Qu’aurions-nous à attendre de la victoire de l’un ou de l’autre ?
En décodant les messages (parfois subliminaux) émis pendant cette campagne, quelques éléments de réponse aux six questions qu’on peut se poser, entre cantine et machine à café, juste avant le second tour...
1)
••• « ROLEX CONTRE SWATCH ? »
(ON ATTEINT LE DEGRÉ ZÉRO DE L’INCULTURE MÉDIATIQUE)...
Et pourquoi pas Patek Philippe contre Swatch, ou Girard-Perregaux contre Seiko, ou tout autre « duel », qui revient à assimiler l’image qu’on se fait d’un homme à l’image qu’on se fait d’une marque de montres. Relation qui est factuellement fausse, politiquement absurde et horlogèrement stupide, mais si médiatement correcte !
• Si Nicolas Sarkozy aime les belles montres - qui sont le plus souvent des cadeaux qu’on lui fait - et s’il a la naïveté de les porter dans ses interventions publiques, n’est-ce pas tout simplement la preuve qu’il est sensible aux meilleurs symboles de l’art de vivre européen ?
• Si François Hollande affecte la plus grande indifférence pour les montres et s’il a choisi de n’exhiber qu’une Swatch, ce minimalisme n’est-il pas, à sa manière, très ostentatoire et très politiquement révélateur d’un travail d’image millimétré, sinon d’un camouflage légèrement inquiétant de sa personnalité profonde - pourquoi ne pas parler de la facture des costumes sur mesures du candidat socialiste ?
• Les rapports entre les montres suisses et les hommes politiques français sont décidément une source inépuisable de savoureuses analyses péripolitiques (Business Montres du 19 avril), mais on aura compris que le match final de la Swatch contre la Patek Philippe présidentielle ne passionne plus guère les larges masses depuis le premier tour – et on les comprend (l’article de Business Montres avait été repris sur Atlantico et classé deuxième « article le plus lu » pendant toute la semaine)...
2)
••• « UN PRÉSIDENT DE LA RÉPUBLIQUE PEUT-IL MÉPRISER LE LUXE ? »
(DONT LE CHIFFRE D’AFFAIRES EST SUPÉRIEUR À CELUI DE L’AÉRONAUTIQUE)...
La sensibilité personnelle ou l’indifférence au luxe est une affaire privée, qui relève de l’éthique individuelle et de la conception du monde de chaque homme et de chaque femme.
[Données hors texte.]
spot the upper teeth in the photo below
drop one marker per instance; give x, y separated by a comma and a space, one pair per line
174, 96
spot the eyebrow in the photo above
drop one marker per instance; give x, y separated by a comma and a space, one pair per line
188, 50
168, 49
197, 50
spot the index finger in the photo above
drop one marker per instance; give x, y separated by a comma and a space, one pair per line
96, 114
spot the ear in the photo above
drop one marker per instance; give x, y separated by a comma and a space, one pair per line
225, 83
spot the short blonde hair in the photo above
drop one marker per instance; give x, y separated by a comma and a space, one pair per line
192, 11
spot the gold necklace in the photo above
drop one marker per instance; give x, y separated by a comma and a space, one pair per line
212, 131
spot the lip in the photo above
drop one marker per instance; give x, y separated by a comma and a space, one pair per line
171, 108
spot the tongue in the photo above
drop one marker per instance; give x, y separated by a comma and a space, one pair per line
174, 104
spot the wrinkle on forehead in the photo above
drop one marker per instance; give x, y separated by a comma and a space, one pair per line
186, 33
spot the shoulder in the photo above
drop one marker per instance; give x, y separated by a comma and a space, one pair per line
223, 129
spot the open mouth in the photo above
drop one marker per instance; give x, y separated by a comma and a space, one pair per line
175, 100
En revanche, l’attitude publique vis-à-vis du « luxe » en général est une question de responsabilité politique : les industries du luxe représentent en France près de 180 000 emplois, elles sont fortement exportatrices, relativement peu délocalisatrices et elles représentent un chiffre d’affaires nettement supérieur, par exemple, à celui de l’aéronautique.
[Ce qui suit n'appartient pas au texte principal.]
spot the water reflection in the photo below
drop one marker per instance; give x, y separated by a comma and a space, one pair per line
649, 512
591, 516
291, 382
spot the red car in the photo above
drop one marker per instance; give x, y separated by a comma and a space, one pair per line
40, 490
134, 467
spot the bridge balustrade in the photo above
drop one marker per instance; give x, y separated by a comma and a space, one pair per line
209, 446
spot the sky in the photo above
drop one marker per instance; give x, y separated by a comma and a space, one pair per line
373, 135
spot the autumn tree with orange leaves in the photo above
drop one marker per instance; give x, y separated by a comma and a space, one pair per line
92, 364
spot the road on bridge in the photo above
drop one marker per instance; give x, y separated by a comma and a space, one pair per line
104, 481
• Que dirait-on d’un président de la République qui refuserait d’utiliser (ou de commander) un avion français sous prétexte qu’il préfère rouler en voiture ou en vélo ? Ce serait au mauvais signal adressé aux acheteurs internationaux d’avions français. Il en va de même pour tout signal concernant le luxe français adressé par un président français à l’opinion publique internationale.
• Certes, les plus belles montres sont suisses (dans les cinq premières marques helvétiques, deux sont malgré tout « françaises » !), mais on peut parler d’un vrai tissu horloger franco-suisse (40 % de personnel français et 60 % de managers français dans les manufactures suisses). Il existe une vraie communauté d’intérêts franco-suisses pour l’horlogerie.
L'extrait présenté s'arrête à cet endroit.